The competitive dimension of AI adoption emerged as a central concern among the Hungarian executives. Gergely Bacso, leader of Allianz Hungary, stressed that the productivity equation extends beyond simple labour cost reduction. Global competition in AI adoption will be ferocious, particularly as multinational corporations headquartered in the United States and other advanced economies can realise cost savings per unit deployed many times larger than what Hungarian firms can achieve working with their domestic cost structures and market sizes. This asymmetry creates a structural disadvantage: even if Hungary's companies adopt AI at the same rate as global competitors, the absolute financial returns to foreign players will be substantially greater, allowing them to reinvest more aggressively in further innovation and competitive development.
Bacso's analysis highlights a critical vulnerability in Hungary's strategic positioning. The nation risks becoming a subordinate player in the global AI economy if domestic enterprises lack the scale, capital, and market access to compete with entrenched multinational platforms and technology leaders. Inaction or delayed adoption virtually guarantees that Hungarian companies will be outpaced by foreign competitors who can monetise their AI investments more profitably and reinvest those gains into even more sophisticated systems. The window for Hungary to build competitive AI capabilities appears finite, and the cost of deferring action may compound over time.

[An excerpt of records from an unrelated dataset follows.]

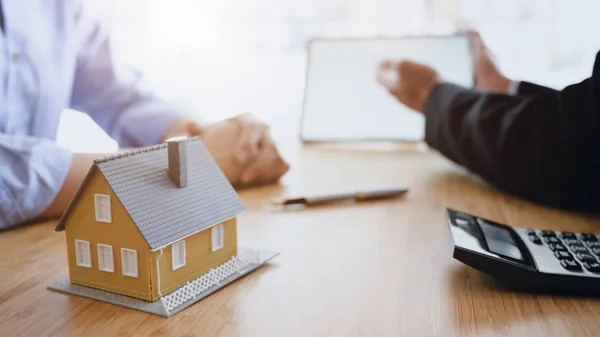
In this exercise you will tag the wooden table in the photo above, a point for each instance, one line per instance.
(371, 269)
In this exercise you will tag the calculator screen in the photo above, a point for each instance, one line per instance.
(500, 241)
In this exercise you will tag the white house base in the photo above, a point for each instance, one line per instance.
(245, 262)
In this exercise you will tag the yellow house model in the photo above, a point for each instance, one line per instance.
(147, 222)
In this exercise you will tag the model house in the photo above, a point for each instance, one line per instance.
(147, 222)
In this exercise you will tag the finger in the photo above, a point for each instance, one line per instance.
(267, 167)
(250, 134)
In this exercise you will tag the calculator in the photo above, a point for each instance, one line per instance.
(531, 259)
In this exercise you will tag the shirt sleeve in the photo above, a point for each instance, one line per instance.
(32, 172)
(114, 95)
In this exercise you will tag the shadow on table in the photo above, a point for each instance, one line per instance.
(482, 304)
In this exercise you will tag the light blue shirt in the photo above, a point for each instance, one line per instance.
(54, 56)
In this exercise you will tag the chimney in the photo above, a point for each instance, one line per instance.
(177, 152)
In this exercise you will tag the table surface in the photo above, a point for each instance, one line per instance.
(371, 269)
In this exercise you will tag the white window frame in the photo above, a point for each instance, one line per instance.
(110, 258)
(217, 237)
(83, 258)
(126, 266)
(99, 199)
(178, 255)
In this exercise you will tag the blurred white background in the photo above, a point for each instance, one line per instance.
(218, 58)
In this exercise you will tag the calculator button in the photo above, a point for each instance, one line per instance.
(579, 249)
(594, 267)
(552, 240)
(461, 222)
(592, 244)
(588, 237)
(571, 265)
(547, 233)
(568, 235)
(556, 246)
(535, 239)
(569, 242)
(577, 245)
(561, 255)
(585, 257)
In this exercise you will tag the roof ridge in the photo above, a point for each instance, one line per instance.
(138, 151)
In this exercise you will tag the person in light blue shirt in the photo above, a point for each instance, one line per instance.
(53, 56)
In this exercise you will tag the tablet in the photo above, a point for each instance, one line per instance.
(343, 100)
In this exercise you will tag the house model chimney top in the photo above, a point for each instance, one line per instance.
(177, 152)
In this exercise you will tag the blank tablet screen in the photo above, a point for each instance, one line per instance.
(344, 101)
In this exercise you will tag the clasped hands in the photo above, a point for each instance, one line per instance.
(242, 147)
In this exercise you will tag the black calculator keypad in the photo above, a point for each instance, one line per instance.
(556, 246)
(561, 255)
(547, 233)
(588, 237)
(568, 235)
(596, 251)
(592, 244)
(579, 249)
(569, 242)
(535, 239)
(594, 267)
(552, 239)
(584, 257)
(571, 265)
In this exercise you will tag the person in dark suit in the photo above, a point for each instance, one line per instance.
(535, 142)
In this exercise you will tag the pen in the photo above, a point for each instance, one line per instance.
(368, 194)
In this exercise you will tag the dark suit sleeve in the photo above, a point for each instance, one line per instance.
(544, 147)
(532, 89)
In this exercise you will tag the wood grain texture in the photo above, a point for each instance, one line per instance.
(372, 269)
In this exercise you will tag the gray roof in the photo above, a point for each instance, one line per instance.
(163, 212)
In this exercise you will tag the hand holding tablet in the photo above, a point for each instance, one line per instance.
(344, 100)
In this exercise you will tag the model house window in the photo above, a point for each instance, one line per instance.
(129, 262)
(102, 203)
(105, 258)
(178, 254)
(82, 253)
(217, 237)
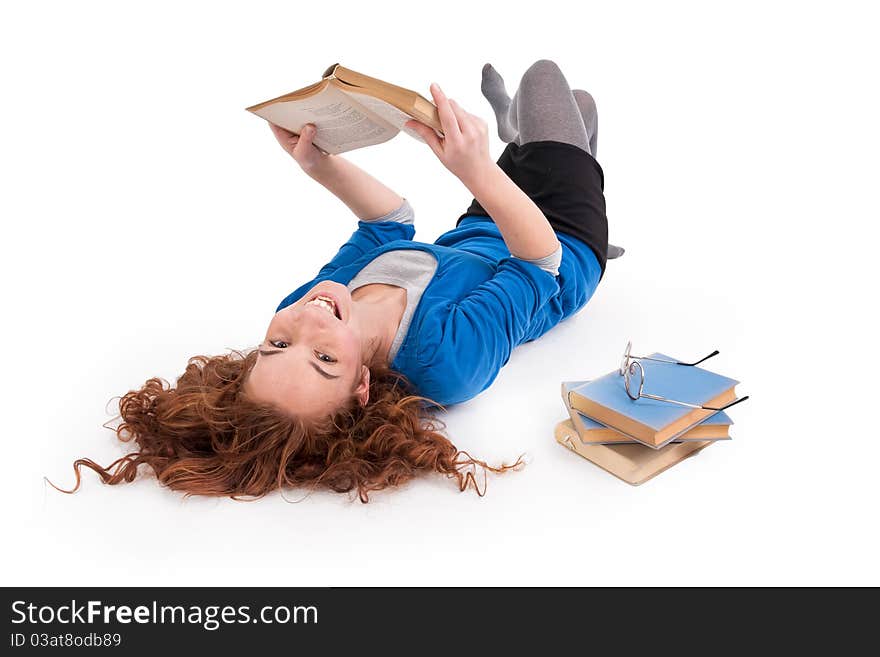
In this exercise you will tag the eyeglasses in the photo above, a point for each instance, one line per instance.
(634, 378)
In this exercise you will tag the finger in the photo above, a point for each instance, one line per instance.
(447, 116)
(305, 139)
(465, 120)
(280, 132)
(427, 133)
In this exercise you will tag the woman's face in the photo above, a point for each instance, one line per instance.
(311, 361)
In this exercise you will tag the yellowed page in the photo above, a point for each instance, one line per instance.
(388, 112)
(342, 124)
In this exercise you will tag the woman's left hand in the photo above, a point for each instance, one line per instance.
(300, 146)
(464, 148)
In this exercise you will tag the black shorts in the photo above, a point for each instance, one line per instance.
(566, 183)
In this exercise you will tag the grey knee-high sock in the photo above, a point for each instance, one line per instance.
(543, 107)
(587, 107)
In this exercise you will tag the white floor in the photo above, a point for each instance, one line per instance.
(150, 218)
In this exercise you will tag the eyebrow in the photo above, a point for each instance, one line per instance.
(326, 375)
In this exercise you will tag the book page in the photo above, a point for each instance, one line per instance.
(342, 125)
(388, 112)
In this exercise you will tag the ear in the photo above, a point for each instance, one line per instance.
(362, 391)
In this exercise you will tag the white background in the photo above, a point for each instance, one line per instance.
(147, 217)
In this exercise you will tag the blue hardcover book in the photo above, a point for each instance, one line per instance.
(591, 432)
(652, 422)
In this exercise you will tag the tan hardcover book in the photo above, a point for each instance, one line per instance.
(655, 423)
(634, 464)
(349, 110)
(592, 432)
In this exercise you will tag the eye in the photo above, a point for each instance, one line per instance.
(325, 357)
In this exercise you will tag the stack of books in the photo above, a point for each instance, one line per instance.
(636, 440)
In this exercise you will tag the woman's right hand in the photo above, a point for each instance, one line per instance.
(464, 148)
(300, 146)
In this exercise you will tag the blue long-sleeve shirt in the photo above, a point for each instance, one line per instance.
(481, 303)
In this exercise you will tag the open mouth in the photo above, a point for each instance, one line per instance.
(325, 302)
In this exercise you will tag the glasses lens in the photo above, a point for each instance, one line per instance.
(634, 380)
(624, 362)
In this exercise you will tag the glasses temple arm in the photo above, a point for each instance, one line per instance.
(726, 406)
(714, 353)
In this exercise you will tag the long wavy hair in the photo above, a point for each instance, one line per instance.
(205, 437)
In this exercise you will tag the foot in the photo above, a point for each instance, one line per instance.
(494, 91)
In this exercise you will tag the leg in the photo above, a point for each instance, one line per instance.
(547, 90)
(590, 116)
(546, 109)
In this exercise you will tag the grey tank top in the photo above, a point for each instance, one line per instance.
(411, 269)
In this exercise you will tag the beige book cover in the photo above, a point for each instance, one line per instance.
(350, 110)
(634, 464)
(592, 432)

For policymakers and business leaders across Southeast Asia, Hungary's situation offers instructive parallels. Malaysia, Thailand, Vietnam, and other regional economies face similar pressures to accelerate AI adoption while managing labour market transitions and capital investment requirements. The Hungarian case demonstrates that AI integration is not merely a technical project but a strategic economic challenge that demands coordinated action across government, finance, telecommunications, manufacturing, and other key sectors. The McKinsey estimate of €15 billion in potential gains for Hungary—a nation of roughly 10 million people—suggests that comparable Southeast Asian economies could unlock transformative productivity improvements if they pursue deliberate, sequenced adoption strategies.

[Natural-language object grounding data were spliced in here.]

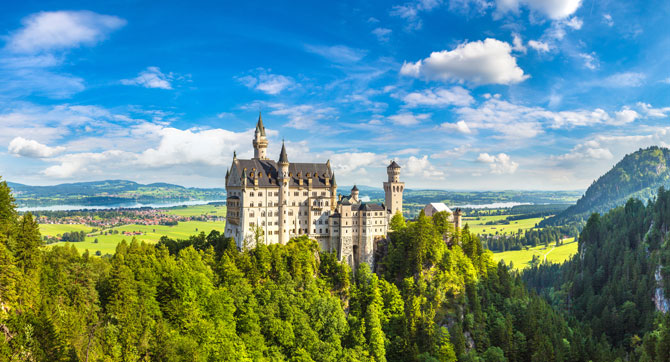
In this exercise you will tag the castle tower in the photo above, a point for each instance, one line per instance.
(260, 141)
(393, 189)
(354, 193)
(333, 194)
(283, 179)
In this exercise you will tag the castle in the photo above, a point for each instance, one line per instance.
(274, 201)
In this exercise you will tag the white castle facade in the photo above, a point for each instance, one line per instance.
(274, 201)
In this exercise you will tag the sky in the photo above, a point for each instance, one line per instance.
(463, 94)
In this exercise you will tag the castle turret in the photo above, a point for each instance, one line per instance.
(393, 189)
(354, 193)
(283, 179)
(333, 193)
(260, 141)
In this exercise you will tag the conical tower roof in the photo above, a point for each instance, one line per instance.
(283, 158)
(259, 125)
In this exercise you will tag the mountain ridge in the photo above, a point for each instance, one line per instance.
(637, 175)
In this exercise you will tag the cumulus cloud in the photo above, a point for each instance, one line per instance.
(499, 164)
(553, 9)
(266, 82)
(152, 77)
(607, 19)
(459, 126)
(56, 30)
(408, 119)
(382, 34)
(479, 62)
(515, 121)
(539, 46)
(304, 116)
(421, 167)
(439, 97)
(517, 43)
(20, 146)
(623, 80)
(590, 60)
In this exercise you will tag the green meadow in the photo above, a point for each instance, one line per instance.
(197, 210)
(477, 225)
(555, 254)
(149, 233)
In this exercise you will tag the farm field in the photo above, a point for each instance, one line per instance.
(149, 233)
(521, 258)
(479, 227)
(197, 210)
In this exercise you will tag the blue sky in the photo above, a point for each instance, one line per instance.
(464, 94)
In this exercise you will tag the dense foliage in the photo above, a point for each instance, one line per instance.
(618, 282)
(638, 175)
(523, 239)
(202, 299)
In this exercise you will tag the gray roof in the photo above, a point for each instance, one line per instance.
(283, 158)
(318, 172)
(259, 125)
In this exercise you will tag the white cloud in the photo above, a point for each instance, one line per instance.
(348, 163)
(607, 19)
(517, 43)
(266, 82)
(337, 53)
(302, 116)
(553, 9)
(480, 62)
(650, 111)
(452, 153)
(382, 34)
(590, 60)
(152, 77)
(47, 31)
(20, 146)
(626, 115)
(421, 167)
(459, 126)
(588, 150)
(514, 121)
(408, 119)
(439, 97)
(499, 164)
(625, 79)
(539, 46)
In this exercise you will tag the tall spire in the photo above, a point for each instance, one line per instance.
(260, 141)
(283, 158)
(259, 125)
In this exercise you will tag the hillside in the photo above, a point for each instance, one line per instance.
(638, 175)
(108, 192)
(620, 279)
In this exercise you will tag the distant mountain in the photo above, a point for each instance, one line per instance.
(637, 175)
(108, 192)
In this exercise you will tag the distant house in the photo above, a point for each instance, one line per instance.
(435, 207)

The diversity of perspectives from Hungarian executives underscores the complexity of translating AI potential into concrete economic gains. Banking leaders see operational transformation; telecom operators point to measurable service improvements and faster innovation cycles; pharmaceutical executives counsel patience and rigorous evaluation; and insurance leaders warn of asymmetric global competitive dynamics. None of these viewpoints contradicts the others; instead, they collectively sketch a more complete picture of how AI will reshape the Hungarian economy across multiple dimensions simultaneously.

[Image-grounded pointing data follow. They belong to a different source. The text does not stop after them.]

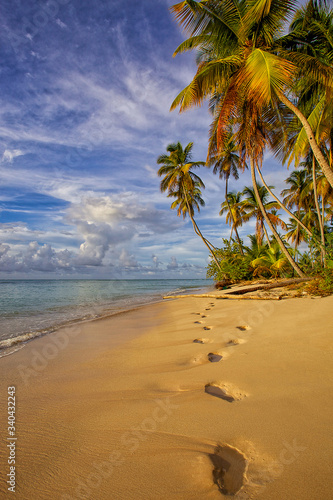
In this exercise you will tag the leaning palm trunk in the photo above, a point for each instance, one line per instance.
(210, 247)
(232, 218)
(293, 216)
(321, 225)
(311, 138)
(266, 234)
(270, 225)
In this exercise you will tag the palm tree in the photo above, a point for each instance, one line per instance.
(183, 184)
(297, 195)
(294, 234)
(226, 164)
(239, 71)
(272, 261)
(235, 211)
(253, 210)
(242, 55)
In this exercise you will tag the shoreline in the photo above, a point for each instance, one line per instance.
(19, 341)
(102, 416)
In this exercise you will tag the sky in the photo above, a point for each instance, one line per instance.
(85, 91)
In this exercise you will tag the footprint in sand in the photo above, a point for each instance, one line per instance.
(214, 357)
(235, 342)
(230, 466)
(243, 328)
(224, 391)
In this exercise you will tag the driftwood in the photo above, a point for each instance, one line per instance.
(268, 287)
(224, 296)
(223, 284)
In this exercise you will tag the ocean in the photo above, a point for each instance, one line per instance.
(32, 308)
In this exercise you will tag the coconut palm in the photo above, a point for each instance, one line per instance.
(239, 70)
(252, 210)
(295, 234)
(234, 209)
(183, 184)
(298, 195)
(242, 53)
(273, 261)
(226, 164)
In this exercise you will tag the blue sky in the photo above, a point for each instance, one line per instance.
(85, 94)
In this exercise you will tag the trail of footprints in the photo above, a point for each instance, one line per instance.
(230, 464)
(219, 390)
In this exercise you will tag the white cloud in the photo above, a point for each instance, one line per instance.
(9, 155)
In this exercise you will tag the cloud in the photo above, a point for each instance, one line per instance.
(8, 155)
(34, 257)
(173, 264)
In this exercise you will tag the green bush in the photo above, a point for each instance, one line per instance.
(234, 265)
(322, 285)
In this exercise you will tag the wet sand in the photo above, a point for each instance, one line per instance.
(195, 398)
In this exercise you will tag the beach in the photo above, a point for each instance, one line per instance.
(191, 398)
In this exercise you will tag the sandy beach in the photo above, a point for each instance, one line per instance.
(193, 398)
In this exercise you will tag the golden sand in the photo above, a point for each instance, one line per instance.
(206, 399)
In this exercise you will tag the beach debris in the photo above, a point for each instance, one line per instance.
(230, 467)
(223, 284)
(224, 391)
(224, 296)
(276, 284)
(214, 357)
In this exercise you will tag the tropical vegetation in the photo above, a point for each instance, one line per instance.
(266, 69)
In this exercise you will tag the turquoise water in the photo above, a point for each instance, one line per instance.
(30, 308)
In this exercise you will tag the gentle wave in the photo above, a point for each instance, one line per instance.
(39, 313)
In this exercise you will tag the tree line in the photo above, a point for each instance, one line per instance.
(265, 68)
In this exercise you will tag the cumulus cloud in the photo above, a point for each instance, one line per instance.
(173, 263)
(34, 257)
(9, 155)
(109, 221)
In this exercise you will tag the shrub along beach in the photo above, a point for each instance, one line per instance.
(218, 393)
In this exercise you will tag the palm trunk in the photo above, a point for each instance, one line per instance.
(315, 194)
(232, 217)
(270, 225)
(282, 205)
(266, 235)
(199, 233)
(296, 243)
(311, 138)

Moving forward, Hungary's success in capturing the €15 billion productivity opportunity will likely depend on factors beyond technology itself: the quality of workforce retraining programmes, the availability of venture capital and growth financing, the regulatory environment's permissiveness toward innovation, and the degree to which domestic companies can collaborate rather than compete in building AI infrastructure. Southeast Asian policymakers should note that productivity gains seldom materialise automatically from technological availability; they require institutional alignment, strategic investment, and political commitment to manage the transition period when some workers are displaced while new high-skill jobs are created.